Après l’accouplement et la gestation qui varie de treize à seize mois, la femelle du requin tigre, ovovivipare, porte en elle un nombre variable d’œufs qui ne dépasse généralement pas les soixante dizaines. À la naissance, le bébé peut atteindre un mètre de longueur, bien que la taille standard généralement dépasse de peu les soixante centimètres.

La population est en forte régression en raison de la pratique barbare de la pêche aux ailerons ("shark finning"), et de l’utilisation de la chair (de valeur commerciale moyenne), du cuir et de l’huile extraite de l’énorme foie.

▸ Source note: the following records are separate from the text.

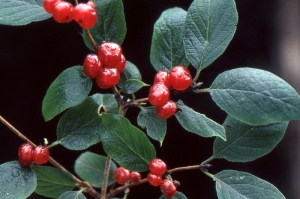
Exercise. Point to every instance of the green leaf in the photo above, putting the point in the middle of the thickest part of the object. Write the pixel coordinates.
(132, 85)
(167, 48)
(241, 185)
(90, 167)
(72, 195)
(70, 88)
(110, 26)
(198, 123)
(21, 12)
(125, 143)
(52, 182)
(178, 195)
(255, 97)
(80, 127)
(16, 182)
(210, 26)
(245, 142)
(130, 72)
(156, 127)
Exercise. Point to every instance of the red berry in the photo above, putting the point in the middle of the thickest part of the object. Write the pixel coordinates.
(92, 66)
(157, 166)
(168, 188)
(163, 77)
(121, 175)
(110, 53)
(85, 15)
(40, 154)
(107, 78)
(135, 177)
(166, 110)
(154, 179)
(158, 94)
(25, 155)
(49, 5)
(180, 78)
(62, 12)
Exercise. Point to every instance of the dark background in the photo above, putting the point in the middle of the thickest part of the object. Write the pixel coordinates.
(32, 56)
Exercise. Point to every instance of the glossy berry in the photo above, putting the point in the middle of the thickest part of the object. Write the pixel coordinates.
(158, 95)
(107, 78)
(49, 5)
(121, 175)
(180, 78)
(166, 110)
(25, 155)
(62, 12)
(92, 66)
(157, 166)
(135, 177)
(85, 15)
(40, 154)
(163, 77)
(154, 179)
(110, 53)
(168, 188)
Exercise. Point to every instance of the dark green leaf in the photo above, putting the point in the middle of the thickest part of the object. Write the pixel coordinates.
(156, 126)
(210, 26)
(245, 142)
(178, 195)
(52, 182)
(130, 72)
(16, 182)
(197, 123)
(79, 127)
(110, 26)
(125, 143)
(72, 195)
(70, 88)
(255, 97)
(21, 12)
(90, 167)
(167, 48)
(132, 85)
(236, 185)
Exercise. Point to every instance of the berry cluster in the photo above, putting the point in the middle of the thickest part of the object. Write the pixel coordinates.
(122, 175)
(27, 154)
(179, 78)
(157, 169)
(106, 66)
(63, 12)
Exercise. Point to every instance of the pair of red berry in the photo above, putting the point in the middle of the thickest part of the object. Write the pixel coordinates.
(106, 66)
(122, 175)
(178, 78)
(27, 154)
(63, 12)
(157, 169)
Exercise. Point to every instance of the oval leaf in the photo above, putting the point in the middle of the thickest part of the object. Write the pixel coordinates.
(110, 26)
(125, 143)
(70, 88)
(167, 48)
(16, 182)
(255, 97)
(197, 123)
(90, 167)
(21, 12)
(210, 26)
(245, 142)
(241, 185)
(52, 182)
(156, 127)
(79, 127)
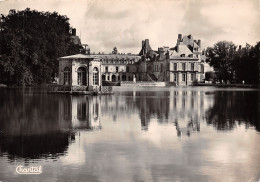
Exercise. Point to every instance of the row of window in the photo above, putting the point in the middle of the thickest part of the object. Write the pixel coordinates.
(117, 69)
(118, 61)
(175, 67)
(192, 78)
(156, 68)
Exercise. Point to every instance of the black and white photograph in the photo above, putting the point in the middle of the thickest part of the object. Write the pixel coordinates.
(129, 90)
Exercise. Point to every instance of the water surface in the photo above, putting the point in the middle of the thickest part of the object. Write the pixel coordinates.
(137, 134)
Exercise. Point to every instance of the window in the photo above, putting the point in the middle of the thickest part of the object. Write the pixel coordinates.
(175, 66)
(183, 66)
(81, 111)
(183, 77)
(202, 68)
(67, 76)
(95, 76)
(192, 77)
(113, 78)
(175, 77)
(81, 76)
(192, 66)
(124, 77)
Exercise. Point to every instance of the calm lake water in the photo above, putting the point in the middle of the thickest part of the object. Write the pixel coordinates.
(137, 134)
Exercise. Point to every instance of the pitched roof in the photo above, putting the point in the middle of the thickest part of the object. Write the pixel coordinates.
(183, 49)
(77, 56)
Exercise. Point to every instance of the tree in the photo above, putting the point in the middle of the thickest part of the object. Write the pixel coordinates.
(30, 43)
(221, 56)
(114, 50)
(210, 76)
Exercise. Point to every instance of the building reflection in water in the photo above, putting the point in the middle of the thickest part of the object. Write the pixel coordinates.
(80, 112)
(29, 127)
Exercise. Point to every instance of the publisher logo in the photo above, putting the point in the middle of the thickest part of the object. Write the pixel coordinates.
(29, 170)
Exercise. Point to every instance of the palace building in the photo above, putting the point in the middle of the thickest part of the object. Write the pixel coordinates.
(180, 65)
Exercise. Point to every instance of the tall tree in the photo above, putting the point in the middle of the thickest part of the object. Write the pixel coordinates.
(114, 50)
(221, 56)
(30, 43)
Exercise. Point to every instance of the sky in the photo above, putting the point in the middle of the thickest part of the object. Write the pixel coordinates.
(104, 24)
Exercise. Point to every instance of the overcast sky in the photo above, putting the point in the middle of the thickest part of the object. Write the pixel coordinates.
(103, 24)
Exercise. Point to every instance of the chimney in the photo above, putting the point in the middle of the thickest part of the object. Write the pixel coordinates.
(146, 45)
(161, 51)
(199, 43)
(74, 32)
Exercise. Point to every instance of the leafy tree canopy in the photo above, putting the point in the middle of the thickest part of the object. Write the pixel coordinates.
(114, 50)
(30, 43)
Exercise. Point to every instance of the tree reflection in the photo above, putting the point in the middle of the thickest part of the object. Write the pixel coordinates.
(30, 127)
(233, 108)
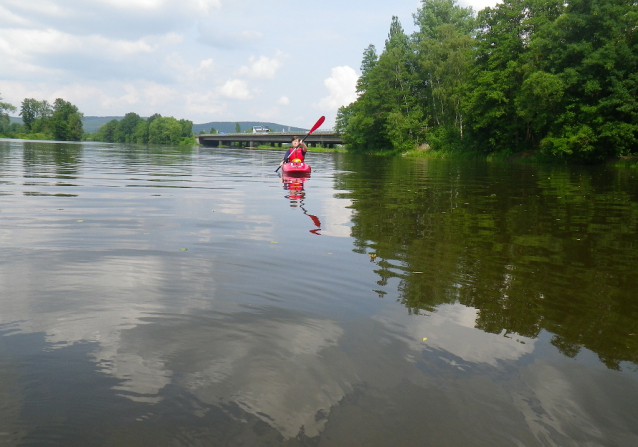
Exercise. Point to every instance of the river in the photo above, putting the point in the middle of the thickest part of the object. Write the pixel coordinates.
(191, 296)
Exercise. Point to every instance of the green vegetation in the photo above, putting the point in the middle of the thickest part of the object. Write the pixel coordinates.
(554, 77)
(5, 108)
(155, 130)
(61, 121)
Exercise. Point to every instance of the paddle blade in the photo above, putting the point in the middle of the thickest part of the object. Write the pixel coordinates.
(317, 124)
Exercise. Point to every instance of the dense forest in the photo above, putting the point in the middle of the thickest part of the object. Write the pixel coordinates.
(556, 77)
(61, 121)
(156, 129)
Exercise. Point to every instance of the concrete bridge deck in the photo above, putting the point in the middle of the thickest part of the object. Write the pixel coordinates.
(276, 139)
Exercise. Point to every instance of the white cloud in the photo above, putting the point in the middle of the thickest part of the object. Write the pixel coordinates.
(342, 88)
(235, 89)
(262, 68)
(224, 36)
(156, 94)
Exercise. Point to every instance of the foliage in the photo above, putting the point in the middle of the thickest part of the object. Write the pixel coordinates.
(156, 130)
(5, 108)
(559, 77)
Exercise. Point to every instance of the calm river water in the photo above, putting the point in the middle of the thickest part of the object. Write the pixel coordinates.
(191, 296)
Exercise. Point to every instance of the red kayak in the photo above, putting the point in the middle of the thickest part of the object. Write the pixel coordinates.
(296, 168)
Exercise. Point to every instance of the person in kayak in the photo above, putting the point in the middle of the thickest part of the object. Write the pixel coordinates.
(296, 153)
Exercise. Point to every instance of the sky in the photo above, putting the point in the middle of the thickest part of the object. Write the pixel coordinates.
(281, 61)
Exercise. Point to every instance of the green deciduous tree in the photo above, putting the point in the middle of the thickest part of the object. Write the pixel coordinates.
(5, 108)
(66, 121)
(165, 130)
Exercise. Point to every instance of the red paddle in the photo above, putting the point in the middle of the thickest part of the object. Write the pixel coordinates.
(315, 127)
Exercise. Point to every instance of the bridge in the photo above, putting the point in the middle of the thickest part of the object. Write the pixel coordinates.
(326, 138)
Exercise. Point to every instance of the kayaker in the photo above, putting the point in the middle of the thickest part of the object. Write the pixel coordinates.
(296, 153)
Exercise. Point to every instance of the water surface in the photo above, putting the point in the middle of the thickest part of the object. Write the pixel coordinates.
(191, 296)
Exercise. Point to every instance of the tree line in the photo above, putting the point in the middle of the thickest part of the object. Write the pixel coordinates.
(554, 76)
(156, 129)
(62, 121)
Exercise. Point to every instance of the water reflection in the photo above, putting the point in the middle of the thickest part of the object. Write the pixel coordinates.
(294, 184)
(178, 300)
(530, 247)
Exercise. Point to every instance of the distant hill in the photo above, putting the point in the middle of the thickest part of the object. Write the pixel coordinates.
(91, 124)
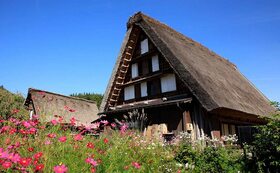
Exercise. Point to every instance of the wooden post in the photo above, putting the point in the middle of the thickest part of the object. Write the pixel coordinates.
(215, 127)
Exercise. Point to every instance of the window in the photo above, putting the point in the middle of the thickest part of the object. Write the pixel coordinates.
(144, 92)
(228, 129)
(153, 87)
(144, 46)
(134, 70)
(168, 83)
(129, 93)
(155, 63)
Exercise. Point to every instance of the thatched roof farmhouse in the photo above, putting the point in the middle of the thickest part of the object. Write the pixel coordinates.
(179, 83)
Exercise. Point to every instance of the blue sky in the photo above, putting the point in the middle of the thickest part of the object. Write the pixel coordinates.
(70, 46)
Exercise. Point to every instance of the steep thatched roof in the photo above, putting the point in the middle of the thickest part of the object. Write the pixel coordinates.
(213, 80)
(48, 104)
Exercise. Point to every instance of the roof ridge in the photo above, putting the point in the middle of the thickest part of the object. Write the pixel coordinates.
(70, 97)
(137, 17)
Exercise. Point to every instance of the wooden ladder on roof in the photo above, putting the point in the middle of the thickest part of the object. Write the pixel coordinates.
(123, 67)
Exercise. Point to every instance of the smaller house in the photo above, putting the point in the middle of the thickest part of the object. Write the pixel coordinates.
(179, 85)
(48, 105)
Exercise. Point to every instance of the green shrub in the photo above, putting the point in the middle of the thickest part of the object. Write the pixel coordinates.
(265, 147)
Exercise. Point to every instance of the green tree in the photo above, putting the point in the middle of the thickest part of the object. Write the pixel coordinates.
(266, 147)
(90, 96)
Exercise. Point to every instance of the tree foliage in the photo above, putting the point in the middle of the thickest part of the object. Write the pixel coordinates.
(266, 146)
(10, 104)
(90, 96)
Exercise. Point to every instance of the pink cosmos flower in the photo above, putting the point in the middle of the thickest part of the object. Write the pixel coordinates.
(113, 125)
(51, 135)
(62, 139)
(12, 131)
(26, 124)
(54, 122)
(124, 127)
(4, 154)
(73, 121)
(4, 129)
(95, 125)
(14, 111)
(106, 140)
(38, 155)
(60, 169)
(35, 117)
(48, 142)
(72, 110)
(91, 161)
(7, 165)
(14, 157)
(136, 165)
(105, 122)
(78, 137)
(32, 130)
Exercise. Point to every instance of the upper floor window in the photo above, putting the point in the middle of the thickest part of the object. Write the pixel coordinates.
(144, 91)
(144, 46)
(129, 92)
(155, 63)
(168, 83)
(228, 129)
(134, 70)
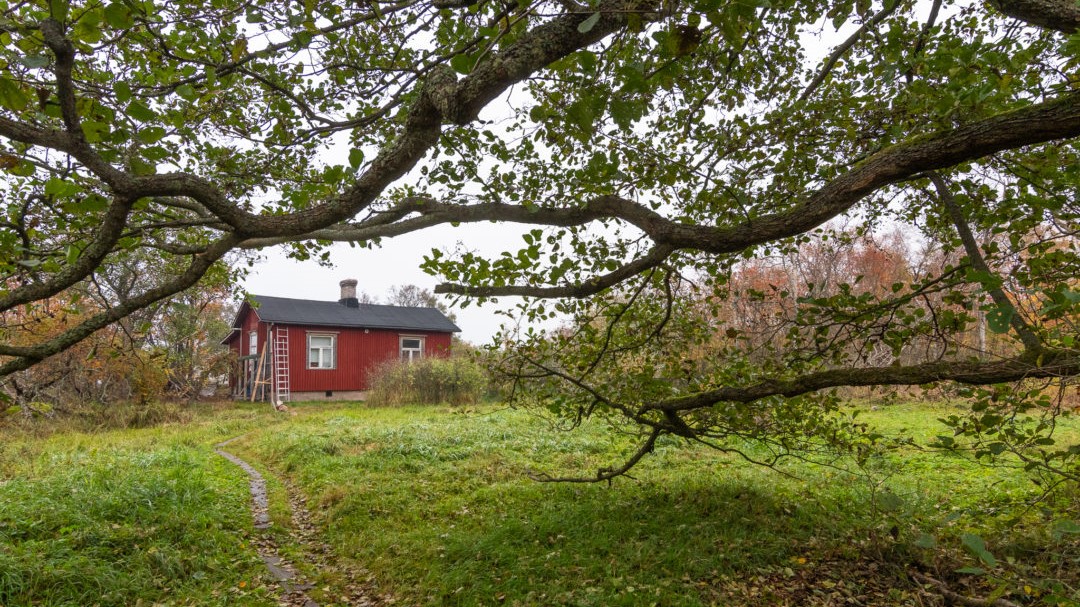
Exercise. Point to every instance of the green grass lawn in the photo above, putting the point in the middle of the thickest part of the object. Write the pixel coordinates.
(436, 503)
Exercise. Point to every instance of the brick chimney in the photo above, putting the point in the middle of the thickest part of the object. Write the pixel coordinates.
(349, 294)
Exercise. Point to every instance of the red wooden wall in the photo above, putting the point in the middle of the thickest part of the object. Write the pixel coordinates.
(358, 351)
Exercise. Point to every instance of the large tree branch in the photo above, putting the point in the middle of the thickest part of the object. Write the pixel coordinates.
(1060, 15)
(444, 99)
(1030, 340)
(656, 256)
(1049, 364)
(26, 356)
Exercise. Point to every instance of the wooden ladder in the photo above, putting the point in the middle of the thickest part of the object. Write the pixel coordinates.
(281, 364)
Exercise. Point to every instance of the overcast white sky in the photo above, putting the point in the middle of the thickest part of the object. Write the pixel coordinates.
(396, 262)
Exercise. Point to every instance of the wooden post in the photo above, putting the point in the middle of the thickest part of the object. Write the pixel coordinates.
(258, 374)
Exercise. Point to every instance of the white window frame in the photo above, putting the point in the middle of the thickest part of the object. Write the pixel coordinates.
(409, 354)
(320, 361)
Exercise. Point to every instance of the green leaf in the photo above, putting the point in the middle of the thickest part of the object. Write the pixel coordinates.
(140, 112)
(150, 134)
(61, 188)
(589, 24)
(926, 540)
(977, 548)
(998, 319)
(1065, 527)
(94, 131)
(355, 158)
(187, 92)
(119, 16)
(58, 10)
(122, 90)
(462, 64)
(34, 61)
(11, 95)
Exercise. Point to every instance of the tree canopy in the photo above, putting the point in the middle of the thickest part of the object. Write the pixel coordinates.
(656, 146)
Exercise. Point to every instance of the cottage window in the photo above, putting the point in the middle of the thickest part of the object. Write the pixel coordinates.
(412, 348)
(321, 349)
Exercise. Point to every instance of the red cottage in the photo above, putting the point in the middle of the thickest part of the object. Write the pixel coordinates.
(300, 349)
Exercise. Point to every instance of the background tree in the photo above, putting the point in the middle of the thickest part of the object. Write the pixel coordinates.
(653, 144)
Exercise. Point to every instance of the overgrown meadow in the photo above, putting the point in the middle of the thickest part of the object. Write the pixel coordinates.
(435, 506)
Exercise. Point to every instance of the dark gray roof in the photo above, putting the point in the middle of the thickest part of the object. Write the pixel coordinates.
(332, 313)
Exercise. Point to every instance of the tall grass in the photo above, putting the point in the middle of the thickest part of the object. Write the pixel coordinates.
(454, 381)
(439, 504)
(127, 517)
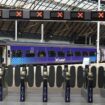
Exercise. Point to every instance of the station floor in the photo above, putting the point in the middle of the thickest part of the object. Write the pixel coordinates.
(54, 98)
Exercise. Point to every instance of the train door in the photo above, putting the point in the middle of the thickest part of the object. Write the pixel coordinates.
(2, 54)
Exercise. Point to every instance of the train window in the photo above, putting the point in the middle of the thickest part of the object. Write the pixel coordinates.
(41, 54)
(77, 53)
(16, 53)
(92, 53)
(85, 54)
(52, 54)
(69, 53)
(30, 53)
(61, 54)
(13, 53)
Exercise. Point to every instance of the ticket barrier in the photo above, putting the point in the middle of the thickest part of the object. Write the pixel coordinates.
(87, 89)
(22, 84)
(3, 85)
(45, 85)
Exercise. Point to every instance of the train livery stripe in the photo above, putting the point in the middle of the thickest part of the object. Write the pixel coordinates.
(51, 77)
(80, 78)
(38, 76)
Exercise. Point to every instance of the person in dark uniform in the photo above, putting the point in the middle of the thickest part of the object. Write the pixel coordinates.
(67, 87)
(85, 76)
(22, 84)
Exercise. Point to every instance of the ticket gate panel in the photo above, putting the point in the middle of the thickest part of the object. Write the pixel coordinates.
(93, 70)
(17, 76)
(59, 77)
(73, 76)
(80, 78)
(51, 77)
(9, 76)
(30, 77)
(100, 77)
(38, 76)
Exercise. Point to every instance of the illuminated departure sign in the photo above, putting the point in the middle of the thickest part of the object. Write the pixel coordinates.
(57, 15)
(77, 15)
(16, 14)
(36, 14)
(98, 15)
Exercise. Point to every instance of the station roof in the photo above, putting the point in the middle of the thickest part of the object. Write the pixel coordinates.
(71, 31)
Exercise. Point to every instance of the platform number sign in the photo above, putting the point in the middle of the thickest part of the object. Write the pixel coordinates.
(16, 14)
(57, 15)
(0, 13)
(98, 15)
(77, 15)
(36, 14)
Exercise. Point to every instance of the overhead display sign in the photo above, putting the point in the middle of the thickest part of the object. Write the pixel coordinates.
(57, 15)
(52, 15)
(77, 15)
(36, 14)
(16, 14)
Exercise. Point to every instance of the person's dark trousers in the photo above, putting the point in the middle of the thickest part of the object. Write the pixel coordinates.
(67, 91)
(1, 90)
(45, 91)
(22, 90)
(90, 91)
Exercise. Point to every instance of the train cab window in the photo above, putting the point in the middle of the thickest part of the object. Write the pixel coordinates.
(85, 54)
(78, 53)
(51, 54)
(92, 53)
(41, 54)
(61, 54)
(69, 53)
(16, 53)
(30, 53)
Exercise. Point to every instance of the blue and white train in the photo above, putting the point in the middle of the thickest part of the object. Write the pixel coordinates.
(20, 53)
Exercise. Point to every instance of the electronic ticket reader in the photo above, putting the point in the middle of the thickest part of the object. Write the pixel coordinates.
(87, 89)
(45, 85)
(22, 84)
(3, 85)
(66, 75)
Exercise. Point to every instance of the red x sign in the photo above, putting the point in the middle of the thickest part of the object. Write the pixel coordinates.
(80, 15)
(39, 14)
(60, 14)
(101, 15)
(18, 14)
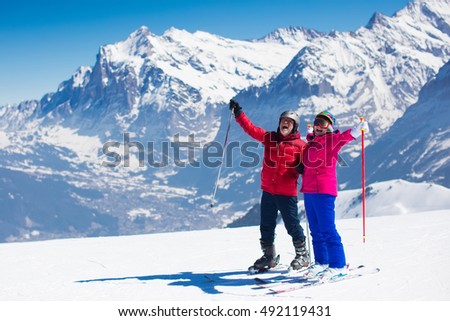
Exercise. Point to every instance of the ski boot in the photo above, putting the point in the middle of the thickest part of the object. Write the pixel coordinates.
(267, 261)
(301, 260)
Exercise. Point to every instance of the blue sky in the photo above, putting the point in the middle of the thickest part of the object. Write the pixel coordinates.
(42, 43)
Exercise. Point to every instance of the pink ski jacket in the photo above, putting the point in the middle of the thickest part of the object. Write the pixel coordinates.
(320, 159)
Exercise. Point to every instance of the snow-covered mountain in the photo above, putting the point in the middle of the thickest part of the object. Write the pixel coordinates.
(416, 147)
(109, 139)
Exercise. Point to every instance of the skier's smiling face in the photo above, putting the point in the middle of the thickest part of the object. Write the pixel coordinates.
(320, 126)
(286, 126)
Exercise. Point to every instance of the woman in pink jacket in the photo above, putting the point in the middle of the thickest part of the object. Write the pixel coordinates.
(319, 185)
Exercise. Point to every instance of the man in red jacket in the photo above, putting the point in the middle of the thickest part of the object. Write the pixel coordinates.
(283, 152)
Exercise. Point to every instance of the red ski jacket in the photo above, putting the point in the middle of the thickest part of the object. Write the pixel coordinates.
(282, 154)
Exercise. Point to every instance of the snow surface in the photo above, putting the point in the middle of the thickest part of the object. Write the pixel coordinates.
(410, 249)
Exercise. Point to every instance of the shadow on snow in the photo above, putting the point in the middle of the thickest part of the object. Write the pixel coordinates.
(207, 282)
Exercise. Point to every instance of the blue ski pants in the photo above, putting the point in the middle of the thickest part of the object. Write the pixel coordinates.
(327, 244)
(287, 205)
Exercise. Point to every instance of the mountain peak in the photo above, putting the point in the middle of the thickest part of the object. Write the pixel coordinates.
(377, 19)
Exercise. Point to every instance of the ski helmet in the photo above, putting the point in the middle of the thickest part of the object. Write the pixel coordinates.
(328, 117)
(291, 115)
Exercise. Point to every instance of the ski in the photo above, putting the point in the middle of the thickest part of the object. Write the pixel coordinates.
(252, 270)
(303, 283)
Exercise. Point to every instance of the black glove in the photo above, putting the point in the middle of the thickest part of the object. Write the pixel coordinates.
(234, 106)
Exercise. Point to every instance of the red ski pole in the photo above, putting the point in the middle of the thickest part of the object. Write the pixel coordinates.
(363, 183)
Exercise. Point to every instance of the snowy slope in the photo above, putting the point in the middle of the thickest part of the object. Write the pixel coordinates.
(157, 87)
(410, 249)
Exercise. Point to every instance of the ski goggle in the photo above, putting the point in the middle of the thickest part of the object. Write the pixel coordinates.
(321, 123)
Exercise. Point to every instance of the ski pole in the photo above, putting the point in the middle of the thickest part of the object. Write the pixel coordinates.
(363, 182)
(221, 161)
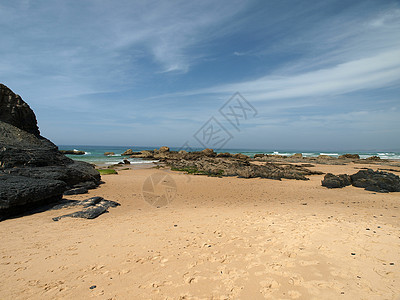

La résilience de l’espèce est faible et le temps minimum de doublement de la population, dans des conditions optimales est de 4 ans et demi, mais habituellement, il peut atteindre 14 ans. Comme cela est prévisible, l’indice de vulnérabilité est élevé, atteignant 64 (2017) sur une échelle de 100.

Synonymes

Squalus cuvier - Péron & Lesueur, 1822 ; Galeocerda cuvier - Péron & Lesueur, 1822 ; Galeocerdo cuvieri - Péron & Lesueur, 1822 ; Squalus arcticus - Faber, 1829 ; Galeocerdo arcticus - Faber, 1829 ; Galeus cepedianus - Agassiz, 1838 ; Galeocerdo tigrinus - Muller & Henle, 1839 ; Galeus maculatus - Ranzani, 1839 ; Carcharias fasciatus - Bleeker, 1852 ; Galeocerdo rayneri - Macdonald & Barron, 1868 ; Galeocerdo obtusus - Klunzinger, 1871 ; Carcharias hemprichii - Klunzinger, 1871.